Visitor of the Week: Maggie McCoy


Meet Maggie McCoy of Syracuse University. The first year graduate student is a member of Dr. Melissa Pepling’s lab and is about to embark on a new lab project that will require the analysis of large genomic data sets. She came down to Cold Spring Harbor for her first CSHL course – The Genome Access Course – where she participated in an intensive two-day introduction to bioinformatics and the various tools available to her and her work.

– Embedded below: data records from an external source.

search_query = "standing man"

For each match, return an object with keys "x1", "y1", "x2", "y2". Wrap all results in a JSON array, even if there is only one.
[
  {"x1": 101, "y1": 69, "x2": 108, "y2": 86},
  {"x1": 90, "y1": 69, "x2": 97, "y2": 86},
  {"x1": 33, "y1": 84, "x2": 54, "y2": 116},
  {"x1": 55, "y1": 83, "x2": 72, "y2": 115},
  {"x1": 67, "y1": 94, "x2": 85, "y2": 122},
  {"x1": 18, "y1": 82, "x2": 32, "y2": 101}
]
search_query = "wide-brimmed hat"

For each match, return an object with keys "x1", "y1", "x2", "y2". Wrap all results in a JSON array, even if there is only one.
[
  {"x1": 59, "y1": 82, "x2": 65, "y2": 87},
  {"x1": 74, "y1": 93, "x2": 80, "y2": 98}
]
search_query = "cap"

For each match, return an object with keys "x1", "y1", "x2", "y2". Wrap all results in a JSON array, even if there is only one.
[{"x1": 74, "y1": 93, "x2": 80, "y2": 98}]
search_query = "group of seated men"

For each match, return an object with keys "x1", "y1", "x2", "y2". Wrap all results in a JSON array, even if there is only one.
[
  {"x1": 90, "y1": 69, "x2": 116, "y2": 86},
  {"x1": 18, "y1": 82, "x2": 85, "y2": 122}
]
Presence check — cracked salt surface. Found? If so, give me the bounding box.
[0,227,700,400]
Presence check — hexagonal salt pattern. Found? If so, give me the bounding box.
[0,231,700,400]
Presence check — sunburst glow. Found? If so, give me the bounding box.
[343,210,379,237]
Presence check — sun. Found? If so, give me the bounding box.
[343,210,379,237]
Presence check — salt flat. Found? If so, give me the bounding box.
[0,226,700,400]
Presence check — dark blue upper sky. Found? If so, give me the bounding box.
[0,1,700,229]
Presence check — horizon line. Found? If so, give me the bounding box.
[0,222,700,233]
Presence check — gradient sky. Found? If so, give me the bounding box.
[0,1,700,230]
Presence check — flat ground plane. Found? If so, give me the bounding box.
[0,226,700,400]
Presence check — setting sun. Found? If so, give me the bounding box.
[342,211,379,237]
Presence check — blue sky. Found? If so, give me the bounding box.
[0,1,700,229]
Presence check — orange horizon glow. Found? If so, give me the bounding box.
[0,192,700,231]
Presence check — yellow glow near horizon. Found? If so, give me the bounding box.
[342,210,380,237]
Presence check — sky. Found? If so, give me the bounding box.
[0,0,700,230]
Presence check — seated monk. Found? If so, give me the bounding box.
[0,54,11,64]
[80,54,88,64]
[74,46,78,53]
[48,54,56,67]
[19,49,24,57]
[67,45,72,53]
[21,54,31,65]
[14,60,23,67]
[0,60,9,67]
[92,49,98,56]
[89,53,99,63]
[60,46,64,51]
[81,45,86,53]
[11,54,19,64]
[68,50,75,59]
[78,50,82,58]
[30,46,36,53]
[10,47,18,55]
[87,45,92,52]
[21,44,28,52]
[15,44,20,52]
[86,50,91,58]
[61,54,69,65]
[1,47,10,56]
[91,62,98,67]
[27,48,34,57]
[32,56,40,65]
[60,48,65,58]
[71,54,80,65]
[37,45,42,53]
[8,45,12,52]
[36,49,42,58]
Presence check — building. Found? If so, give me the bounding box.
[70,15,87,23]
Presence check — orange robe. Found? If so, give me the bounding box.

What are your research interests? What are you working on?
I am interested in reproductive biology, specifically how female eggs (oocytes) develop. Women have about 6-7 million eggs while they are in-utero, but before birth women will lose about 2/3 of their eggs and this decline continues throughout development. Our lab studies this phenomenon in mice. Female mouse germ cells undergo a series of incomplete cell divisions resulting in clusters called cysts. Soon after birth, mouse germ cell cysts break down into individual oocytes to form primordial follicles. During cyst breakdown, a subset of oocytes in each cyst dies by programmed cell death with only a third of the initial number of oocytes surviving. The long-term goal of our work is to understand the mechanisms that regulate cyst breakdown, and why this early oocyte loss occurs.

How did you decide to make this the focus of your research?
My mother had children at an older age, and now that I’m studying reproductive biology, I realize how fortunate my mother was to be able to have children when she was ready. Sometimes I think women feel biological pressures to have kids while they are younger because reproduction can become much harder later in life and egg loss increases with age. Males, on the other hand, can constantly produce sperm throughout their lives. This biological dilemma was what drew me to reproductive biology research.

How did your scientific journey begin?
I was always interested in science; constantly begging my mom to let me mix cornstarch and water because it made such a cool dynamic mixture. In high school I took AP chemistry with an awesome teacher who really pushed us to understand the material at a broader level, and how we would apply this. For my final project in that class I synthesized polymer strings from two different chemicals and was able to collect these “strings” and braid them. Watching something physical and 3D be made from solutions was incredible.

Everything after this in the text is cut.